International career
- 2026–: Morocco U20 / 3 / (1)

= Rayan Zinebi =

Spanish footballer

Rayan Zinebi Talbi (born 18 March 2007) is a professional footballer who plays as a forward for Spanish club Real Madrid C, on loan from Recreativo Granada. Born in Spain, he represents Morocco at youth international level.

==Club career==
Born Barcelona, Catalonia to Moroccan parents, Zinebi began his career with UE Cornellà before moving to AE Prat in 2023. He made his first team debut with the latter on 1 December 2024, in a 1–0 Tercera Federación home loss to FC L'Escala, and renewed his link until 2028 five days later.

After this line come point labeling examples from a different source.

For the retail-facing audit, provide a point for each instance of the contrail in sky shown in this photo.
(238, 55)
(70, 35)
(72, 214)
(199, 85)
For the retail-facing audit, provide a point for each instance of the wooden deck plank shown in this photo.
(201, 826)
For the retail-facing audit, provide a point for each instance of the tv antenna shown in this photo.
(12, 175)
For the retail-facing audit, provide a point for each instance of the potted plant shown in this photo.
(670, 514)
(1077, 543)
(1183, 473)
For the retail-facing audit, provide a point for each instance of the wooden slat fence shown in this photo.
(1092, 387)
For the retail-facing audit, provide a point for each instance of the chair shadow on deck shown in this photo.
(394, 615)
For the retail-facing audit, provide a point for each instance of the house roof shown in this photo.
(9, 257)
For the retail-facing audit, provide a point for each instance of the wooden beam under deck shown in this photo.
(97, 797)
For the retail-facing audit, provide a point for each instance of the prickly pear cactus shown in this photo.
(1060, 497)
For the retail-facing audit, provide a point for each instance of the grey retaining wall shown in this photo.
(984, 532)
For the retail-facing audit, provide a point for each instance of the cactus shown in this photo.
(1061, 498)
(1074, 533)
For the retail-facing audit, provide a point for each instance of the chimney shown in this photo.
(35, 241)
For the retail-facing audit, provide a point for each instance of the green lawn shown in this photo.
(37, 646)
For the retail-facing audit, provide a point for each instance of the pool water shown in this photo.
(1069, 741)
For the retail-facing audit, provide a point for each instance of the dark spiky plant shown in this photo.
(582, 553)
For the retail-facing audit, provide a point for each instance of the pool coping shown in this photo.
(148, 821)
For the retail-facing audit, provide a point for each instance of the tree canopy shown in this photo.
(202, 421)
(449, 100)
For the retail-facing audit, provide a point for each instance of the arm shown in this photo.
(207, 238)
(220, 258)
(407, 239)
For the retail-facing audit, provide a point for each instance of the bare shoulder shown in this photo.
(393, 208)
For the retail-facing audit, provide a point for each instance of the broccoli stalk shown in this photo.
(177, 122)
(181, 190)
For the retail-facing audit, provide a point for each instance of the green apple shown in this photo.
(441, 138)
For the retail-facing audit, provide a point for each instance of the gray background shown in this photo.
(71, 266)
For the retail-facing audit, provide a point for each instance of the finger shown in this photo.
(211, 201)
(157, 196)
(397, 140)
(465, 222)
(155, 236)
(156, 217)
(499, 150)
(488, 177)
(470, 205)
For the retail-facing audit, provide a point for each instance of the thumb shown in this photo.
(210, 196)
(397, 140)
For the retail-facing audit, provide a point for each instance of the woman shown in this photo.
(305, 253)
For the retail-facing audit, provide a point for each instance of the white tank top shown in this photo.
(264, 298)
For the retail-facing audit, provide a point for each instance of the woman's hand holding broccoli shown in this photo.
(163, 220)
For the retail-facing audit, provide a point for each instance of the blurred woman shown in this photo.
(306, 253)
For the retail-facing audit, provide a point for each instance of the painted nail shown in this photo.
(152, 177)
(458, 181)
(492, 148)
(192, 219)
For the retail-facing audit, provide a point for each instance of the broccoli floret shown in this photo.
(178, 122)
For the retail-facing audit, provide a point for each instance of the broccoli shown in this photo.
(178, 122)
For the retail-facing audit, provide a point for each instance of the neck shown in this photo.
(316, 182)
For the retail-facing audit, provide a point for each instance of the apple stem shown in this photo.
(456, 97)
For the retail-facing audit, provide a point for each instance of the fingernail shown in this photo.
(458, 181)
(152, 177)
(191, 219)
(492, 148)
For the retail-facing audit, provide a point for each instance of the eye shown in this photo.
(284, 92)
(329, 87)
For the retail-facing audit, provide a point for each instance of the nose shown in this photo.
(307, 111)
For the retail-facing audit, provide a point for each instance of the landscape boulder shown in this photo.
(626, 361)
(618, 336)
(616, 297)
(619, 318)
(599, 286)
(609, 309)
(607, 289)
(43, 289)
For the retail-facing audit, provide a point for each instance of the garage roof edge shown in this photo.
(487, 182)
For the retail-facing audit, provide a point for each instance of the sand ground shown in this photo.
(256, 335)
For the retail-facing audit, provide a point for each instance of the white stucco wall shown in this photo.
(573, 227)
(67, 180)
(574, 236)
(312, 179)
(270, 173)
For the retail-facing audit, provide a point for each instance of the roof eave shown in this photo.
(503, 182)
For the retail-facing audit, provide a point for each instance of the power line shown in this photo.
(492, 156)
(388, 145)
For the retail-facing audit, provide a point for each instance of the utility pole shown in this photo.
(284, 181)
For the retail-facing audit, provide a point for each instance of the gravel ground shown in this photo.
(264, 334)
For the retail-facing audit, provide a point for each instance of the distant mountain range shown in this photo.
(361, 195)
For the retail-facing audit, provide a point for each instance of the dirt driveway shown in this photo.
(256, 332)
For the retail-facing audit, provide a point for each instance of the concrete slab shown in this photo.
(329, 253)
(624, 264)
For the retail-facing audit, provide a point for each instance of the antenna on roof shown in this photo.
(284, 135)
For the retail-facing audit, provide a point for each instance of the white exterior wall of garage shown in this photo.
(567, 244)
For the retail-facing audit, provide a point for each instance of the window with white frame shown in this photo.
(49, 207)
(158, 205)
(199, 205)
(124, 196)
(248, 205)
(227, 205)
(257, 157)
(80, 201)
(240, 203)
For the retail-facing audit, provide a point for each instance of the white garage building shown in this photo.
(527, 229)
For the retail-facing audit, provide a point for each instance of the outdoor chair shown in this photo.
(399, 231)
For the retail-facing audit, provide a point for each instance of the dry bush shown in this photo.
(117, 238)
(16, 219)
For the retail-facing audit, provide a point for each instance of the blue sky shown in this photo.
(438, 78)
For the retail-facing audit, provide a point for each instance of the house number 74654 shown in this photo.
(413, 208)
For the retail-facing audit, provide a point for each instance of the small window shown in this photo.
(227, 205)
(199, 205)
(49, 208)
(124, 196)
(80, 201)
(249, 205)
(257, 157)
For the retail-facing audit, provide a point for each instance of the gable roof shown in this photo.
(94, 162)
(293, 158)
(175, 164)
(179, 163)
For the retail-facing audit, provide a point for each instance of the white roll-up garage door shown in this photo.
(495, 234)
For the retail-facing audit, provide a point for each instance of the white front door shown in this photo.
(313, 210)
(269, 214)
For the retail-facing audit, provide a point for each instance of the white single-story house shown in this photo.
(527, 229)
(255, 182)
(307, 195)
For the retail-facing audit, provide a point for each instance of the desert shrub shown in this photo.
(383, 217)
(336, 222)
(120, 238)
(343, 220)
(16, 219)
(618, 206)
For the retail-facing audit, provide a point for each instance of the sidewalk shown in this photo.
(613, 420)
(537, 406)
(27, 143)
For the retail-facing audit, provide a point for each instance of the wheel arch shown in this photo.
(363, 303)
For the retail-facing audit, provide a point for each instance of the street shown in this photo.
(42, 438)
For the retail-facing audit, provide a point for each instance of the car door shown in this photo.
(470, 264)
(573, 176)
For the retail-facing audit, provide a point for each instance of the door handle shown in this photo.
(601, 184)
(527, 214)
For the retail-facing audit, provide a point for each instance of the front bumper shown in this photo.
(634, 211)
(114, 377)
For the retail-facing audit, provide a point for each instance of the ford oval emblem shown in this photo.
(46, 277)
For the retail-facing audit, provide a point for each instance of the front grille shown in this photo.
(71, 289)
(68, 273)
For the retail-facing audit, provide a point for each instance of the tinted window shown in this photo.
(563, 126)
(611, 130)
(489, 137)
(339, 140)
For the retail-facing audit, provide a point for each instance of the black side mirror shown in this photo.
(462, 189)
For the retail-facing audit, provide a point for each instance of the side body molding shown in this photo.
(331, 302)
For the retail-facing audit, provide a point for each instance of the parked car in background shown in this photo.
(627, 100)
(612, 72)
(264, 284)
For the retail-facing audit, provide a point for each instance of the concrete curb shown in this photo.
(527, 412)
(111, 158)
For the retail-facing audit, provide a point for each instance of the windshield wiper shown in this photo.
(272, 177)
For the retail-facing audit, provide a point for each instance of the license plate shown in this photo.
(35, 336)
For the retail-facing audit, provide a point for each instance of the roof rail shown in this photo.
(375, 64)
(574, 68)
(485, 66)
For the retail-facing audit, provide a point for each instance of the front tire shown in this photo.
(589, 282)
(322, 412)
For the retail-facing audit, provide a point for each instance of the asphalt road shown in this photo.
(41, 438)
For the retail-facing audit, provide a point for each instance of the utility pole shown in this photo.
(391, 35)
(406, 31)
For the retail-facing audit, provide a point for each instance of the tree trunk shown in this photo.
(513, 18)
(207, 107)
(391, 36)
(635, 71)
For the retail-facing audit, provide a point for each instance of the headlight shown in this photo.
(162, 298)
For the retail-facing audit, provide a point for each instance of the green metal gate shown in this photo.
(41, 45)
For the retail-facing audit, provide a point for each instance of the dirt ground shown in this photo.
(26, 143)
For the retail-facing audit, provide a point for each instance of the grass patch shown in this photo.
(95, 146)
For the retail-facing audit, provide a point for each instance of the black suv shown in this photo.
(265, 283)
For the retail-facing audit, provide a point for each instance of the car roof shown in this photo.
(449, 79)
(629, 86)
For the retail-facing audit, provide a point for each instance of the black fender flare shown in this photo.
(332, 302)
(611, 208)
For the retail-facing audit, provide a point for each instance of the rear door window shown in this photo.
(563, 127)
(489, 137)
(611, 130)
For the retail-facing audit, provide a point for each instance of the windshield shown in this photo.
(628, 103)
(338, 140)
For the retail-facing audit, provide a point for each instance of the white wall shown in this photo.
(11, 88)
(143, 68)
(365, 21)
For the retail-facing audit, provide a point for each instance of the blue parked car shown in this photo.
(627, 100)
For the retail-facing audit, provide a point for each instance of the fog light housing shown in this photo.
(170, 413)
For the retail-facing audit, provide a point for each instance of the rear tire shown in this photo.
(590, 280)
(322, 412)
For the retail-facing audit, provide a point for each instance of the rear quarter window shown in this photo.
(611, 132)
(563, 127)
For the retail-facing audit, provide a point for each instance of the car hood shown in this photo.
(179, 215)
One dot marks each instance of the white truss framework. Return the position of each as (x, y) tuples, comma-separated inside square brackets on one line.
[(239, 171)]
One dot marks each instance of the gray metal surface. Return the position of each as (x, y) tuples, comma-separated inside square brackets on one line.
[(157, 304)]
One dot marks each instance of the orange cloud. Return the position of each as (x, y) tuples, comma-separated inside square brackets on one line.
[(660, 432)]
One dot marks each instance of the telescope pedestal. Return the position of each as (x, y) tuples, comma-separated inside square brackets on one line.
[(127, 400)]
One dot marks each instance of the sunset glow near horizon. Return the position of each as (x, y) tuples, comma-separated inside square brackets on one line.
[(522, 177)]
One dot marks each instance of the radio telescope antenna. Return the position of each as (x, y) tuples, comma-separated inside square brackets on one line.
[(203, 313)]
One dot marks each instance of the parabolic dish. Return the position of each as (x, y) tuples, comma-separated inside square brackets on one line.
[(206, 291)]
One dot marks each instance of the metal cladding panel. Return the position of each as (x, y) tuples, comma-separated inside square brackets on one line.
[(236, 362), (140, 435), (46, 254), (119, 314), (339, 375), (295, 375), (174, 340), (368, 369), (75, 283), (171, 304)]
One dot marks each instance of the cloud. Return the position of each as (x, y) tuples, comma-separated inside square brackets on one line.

On 3 September 2025, Zinebi moved to Granada CF, being initially assigned to the Juvenil squad. He soon began to appear (and score) with the reserves also in the fifth division, before starting to train with the main squad in December.

Zinebi made his first team debut with the Nazaríes on 22 March 2026, coming on as a late substitute for Gonzalo Petit in a 2–0 Segunda División away win over Real Sociedad B. On 28 August, he renewed his contract with the club until 2029, and was immediately loaned to Real Madrid C.

==International career==
Eligible to play for Morocco and Spain, Zinebi was called up to the former's under-20 team on 19 March 2026, to play in a local competition.